First tagged release of the akua binary. Substrate-shape only — no curated catalog, no cluster control plane. Ten green examples render deterministically; 26 verbs implement the universal CLI contract.

Added

Authoring + render

• KCL-typed Packages: package.k with import + schema + resources regions, published as signed OCI artifacts.
• akua render — wasmtime-sandboxed evaluation. Engines (Helm v4, Kustomize) compiled to wasm32-wasip1 and hosted inside akua's own wasmtime — no $PATH, no shell-out, no ambient filesystem.
• akua export — emit the Package's Input schema as JSON Schema 2020-12 or OpenAPI 3.1. Field docstrings become description; @ui(...) decorators become x-ui extensions for form renderers (rjsf, JSONForms) and admission-webhook validators.
• @ui(...) schema decorators on Input attributes (order, group, widget, min, max, placeholder, …). Decorator arguments project losslessly into the exported schema; render strips them before handing source to KCL's resolver.
• Determinism invariant: same inputs + same akua.lock + same akua version → byte-identical output. No now(), no random(), no env reads in the render pipeline.

Dependency + lockfile shape

• akua.toml + akua.lock — human intent + digest-pinned ledger. Three source kinds: oci, git, path. [replace] sections for vendor + path overrides.
• KCL ecosystem support — pull oci://ghcr.io/kcl-lang/* packages alongside Helm charts. import k8s.api.apps.v1 resolves against the upstream KCL bundle inside the sandbox.

Verbs (26 shipped) — init · whoami · version · verify · render · add · dev · test · tree · pull · publish · sign · update · lock · push · repl · pack · remove · diff · check · inspect · lint · fmt · cache · auth · export. Universal contract: every verb supports --json, --plan, --timeout, --idempotency-key; typed exit codes 0–6; structured-error stderr.

Agent-first surface

• Auto-detection of Claude Code, Cursor, Codex, Gemini CLI, Goose, Amp, OpenCode, Cline, and 25+ other agents. Detected sessions auto-enable --json, --no-color, --no-progress, --no-interactive.
• Skill manifests under skills/ conforming to the Agent Skills Specification.

Signing + attestation

• akua publish emits cosign signatures (ECDSA P-256 keyed) and SLSA v1 predicates by default; consumers verify on pull.
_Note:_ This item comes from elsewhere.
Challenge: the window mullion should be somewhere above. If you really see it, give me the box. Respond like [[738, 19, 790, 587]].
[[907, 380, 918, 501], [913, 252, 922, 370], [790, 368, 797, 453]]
Air-gap flow: akua pack → akua sign → akua verify --tarball.

SDK

• @akua/sdk (packages/sdk) — in-process WASM via akua-wasm crate, wasm32-unknown-unknown target. Verbs callable without spawning the binary: version, whoami, render, renderSource, check, lint, fmt, inspect, tree, verify, diff, export. Same shapes the CLI emits — typed via ts-rs-generated TypeScript types and schemars-emitted JSON Schemas.

Security

• Wasmtime sandbox is structural — no --unsafe-host escape hatch, no shell-out fallback. Memory / epoch / wall-clock caps enforced per render; capability-model preopens scope filesystem access.
• Adversarial test suite: zip-bomb resistance, path traversal, symlink escape, PATH=/nonexistent invariance, fork-bomb caps — all green.
• Every Rust-side hardening from the SDK 0.3.0 entry applies to the CLI: tar-extraction symlink rejection, SSRF guard, OCI media-type strictness, Content-Length preflight, engine-helmfile opt-in, helm-cli opted out of helm dependency update.

Status

Alpha. v0.1.0 is the first tagged release. Stable contracts: the 26-verb CLI surface, the universal flag/exit-code contract, the WASM-backed SDK methods, the wasmtime sandbox invariant. Anything in docs/roadmap.md under Phase 5+ may change before v0.2.0. Safe for CI and agent workflows today; pin akua versions for production rollouts.